In many video encoder and decoders, a picture is partitioned into fixed-size macroblocks for which the decoding process is specified. Typically each macroblock covers a picture area of 16×16 samples (also considered pixels) in the luma channel and 8×8 samples in each of the two chroma channels. Other macroblock sizes and luma to chroma ratios may be used. In some video coding standards, a picture may be split into one or several slices where a slice is a sequence of macroblocks.
In the H.264/AVC video coding standard, hereinafter H.264, luma and chroma samples of a macroblock are predicted either spatially (intra prediction) or temporally (inter prediction), and the prediction residual is encoded using transform coding. To exploit spatial correlation among pixels, H.264 defines several intra prediction modes: nine 4×4 intra luma prediction modes, nine 8×8 intra luma prediction modes (FRExt profile only), four 16×16 intra luma prediction modes, and four chroma prediction modes. It is desirable for the encoder to use the intra prediction mode that yields the smallest prediction cost, typically in a rate-distortion sense, among all the modes. Hence, the mode-selection process is time consuming if the encoder examines the cost of each of the intra prediction modes one-by-one.

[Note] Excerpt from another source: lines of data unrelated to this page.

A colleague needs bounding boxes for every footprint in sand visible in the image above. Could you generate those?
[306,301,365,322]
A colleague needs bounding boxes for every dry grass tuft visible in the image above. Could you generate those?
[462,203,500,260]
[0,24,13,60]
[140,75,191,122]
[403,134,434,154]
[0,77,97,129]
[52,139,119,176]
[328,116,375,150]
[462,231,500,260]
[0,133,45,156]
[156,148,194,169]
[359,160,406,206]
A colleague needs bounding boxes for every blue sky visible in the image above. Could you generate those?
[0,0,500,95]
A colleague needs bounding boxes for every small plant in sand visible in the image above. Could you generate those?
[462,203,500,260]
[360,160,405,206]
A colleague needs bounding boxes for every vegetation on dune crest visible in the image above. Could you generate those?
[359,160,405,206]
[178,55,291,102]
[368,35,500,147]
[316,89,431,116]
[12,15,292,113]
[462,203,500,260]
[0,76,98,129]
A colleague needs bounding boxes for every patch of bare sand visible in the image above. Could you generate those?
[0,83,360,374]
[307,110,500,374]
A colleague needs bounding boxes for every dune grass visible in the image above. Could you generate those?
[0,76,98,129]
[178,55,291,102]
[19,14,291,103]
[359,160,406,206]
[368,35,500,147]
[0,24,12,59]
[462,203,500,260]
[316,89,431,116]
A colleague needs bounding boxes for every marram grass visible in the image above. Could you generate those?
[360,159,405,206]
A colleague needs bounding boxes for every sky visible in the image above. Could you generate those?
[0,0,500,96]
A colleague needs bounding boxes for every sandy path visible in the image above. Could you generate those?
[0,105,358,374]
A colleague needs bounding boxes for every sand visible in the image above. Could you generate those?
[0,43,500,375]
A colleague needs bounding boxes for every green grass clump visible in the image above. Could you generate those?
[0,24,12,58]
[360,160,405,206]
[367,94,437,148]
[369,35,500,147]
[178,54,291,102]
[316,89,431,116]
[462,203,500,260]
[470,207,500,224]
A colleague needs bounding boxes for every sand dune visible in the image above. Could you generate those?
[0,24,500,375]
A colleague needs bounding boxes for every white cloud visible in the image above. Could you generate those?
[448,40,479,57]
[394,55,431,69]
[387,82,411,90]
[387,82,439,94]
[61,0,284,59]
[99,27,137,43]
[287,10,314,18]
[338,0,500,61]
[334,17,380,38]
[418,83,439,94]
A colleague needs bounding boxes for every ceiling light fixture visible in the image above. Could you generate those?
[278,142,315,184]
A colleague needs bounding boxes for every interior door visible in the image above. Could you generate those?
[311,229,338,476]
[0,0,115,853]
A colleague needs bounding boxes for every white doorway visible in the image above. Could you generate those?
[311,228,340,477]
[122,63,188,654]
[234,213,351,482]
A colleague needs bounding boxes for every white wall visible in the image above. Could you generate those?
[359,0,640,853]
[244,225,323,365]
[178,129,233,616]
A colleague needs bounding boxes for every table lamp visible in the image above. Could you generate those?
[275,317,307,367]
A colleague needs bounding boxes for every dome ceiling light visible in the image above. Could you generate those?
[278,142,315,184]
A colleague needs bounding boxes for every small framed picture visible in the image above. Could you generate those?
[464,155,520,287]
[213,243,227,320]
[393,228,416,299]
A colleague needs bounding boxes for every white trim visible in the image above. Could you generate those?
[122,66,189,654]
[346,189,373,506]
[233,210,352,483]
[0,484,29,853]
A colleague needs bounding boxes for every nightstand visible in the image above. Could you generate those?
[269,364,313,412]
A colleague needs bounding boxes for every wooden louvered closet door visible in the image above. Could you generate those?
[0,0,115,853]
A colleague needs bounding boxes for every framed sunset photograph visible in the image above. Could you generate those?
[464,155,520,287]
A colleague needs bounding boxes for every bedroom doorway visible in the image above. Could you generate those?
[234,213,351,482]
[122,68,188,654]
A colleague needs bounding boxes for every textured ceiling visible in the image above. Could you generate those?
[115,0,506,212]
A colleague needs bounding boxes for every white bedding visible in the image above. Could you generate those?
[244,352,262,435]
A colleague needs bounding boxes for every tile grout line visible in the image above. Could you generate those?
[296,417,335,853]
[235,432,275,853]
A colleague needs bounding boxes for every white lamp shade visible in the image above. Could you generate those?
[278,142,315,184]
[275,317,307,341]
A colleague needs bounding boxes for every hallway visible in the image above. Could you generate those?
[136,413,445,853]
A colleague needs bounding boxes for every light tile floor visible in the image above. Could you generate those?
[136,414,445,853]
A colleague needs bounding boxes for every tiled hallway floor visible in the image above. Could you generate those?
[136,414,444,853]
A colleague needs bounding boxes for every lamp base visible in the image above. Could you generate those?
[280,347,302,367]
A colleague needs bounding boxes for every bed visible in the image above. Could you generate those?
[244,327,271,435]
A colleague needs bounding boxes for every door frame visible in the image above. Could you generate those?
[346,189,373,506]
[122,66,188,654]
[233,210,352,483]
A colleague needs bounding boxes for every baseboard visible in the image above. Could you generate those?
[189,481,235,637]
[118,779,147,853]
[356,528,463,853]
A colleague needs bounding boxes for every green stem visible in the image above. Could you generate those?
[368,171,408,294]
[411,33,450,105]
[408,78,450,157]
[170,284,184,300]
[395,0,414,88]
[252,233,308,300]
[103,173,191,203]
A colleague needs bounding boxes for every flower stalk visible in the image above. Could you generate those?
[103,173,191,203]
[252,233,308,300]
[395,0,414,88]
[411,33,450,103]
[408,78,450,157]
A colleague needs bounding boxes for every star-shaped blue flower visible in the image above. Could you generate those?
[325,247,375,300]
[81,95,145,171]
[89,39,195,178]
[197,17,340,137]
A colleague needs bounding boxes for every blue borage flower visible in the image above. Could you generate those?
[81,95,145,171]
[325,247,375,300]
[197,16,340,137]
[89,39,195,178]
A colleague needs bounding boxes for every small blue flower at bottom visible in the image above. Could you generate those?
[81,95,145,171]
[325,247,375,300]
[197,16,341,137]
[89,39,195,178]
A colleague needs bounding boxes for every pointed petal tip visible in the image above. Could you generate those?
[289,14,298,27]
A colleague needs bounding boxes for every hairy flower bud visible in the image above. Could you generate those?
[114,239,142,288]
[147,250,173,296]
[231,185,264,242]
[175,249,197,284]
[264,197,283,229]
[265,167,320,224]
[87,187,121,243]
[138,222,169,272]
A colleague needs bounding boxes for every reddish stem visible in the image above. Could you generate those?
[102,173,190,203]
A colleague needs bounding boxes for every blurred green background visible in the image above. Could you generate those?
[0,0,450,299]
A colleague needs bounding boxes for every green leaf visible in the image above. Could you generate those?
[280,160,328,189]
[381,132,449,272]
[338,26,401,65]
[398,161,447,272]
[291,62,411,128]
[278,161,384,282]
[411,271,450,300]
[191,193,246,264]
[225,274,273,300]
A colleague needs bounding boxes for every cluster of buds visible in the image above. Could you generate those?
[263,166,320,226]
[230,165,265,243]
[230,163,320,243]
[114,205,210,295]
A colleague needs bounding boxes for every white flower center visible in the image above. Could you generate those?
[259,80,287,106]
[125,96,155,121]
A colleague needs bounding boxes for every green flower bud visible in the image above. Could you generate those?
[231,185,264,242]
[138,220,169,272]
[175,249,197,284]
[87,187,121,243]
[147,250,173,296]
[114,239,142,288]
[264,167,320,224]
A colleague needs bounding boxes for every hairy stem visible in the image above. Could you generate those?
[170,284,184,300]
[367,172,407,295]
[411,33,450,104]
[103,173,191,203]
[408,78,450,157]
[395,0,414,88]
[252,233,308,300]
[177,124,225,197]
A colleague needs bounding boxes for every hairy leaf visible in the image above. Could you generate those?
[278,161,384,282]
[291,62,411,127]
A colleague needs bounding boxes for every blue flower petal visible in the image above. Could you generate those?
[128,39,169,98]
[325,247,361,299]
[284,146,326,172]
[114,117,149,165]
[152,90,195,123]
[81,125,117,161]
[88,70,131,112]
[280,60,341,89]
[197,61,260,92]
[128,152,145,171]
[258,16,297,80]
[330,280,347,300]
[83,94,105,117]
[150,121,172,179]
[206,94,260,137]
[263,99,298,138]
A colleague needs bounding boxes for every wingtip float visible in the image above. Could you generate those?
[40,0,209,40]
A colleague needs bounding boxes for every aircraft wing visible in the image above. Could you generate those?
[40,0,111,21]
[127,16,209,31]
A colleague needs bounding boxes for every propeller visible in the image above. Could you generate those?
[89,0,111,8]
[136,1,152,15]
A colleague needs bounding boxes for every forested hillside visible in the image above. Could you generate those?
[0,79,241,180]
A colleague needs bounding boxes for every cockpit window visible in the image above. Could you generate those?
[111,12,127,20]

Additionally, the H.264 standard allows intra prediction in inter coded slices. For a macroblock in an inter slice, the chance that an intra mode yields a lower prediction cost than inter prediction is very small. However, the encoder would still have to examine the cost of each of the intra prediction modes and compare them with the cost of inter prediction. Since there are so many different intra prediction modes, it is very inefficient and time consuming to examine the cost of each mode.
Efficient methods and systems for prediction-mode selection are desirable.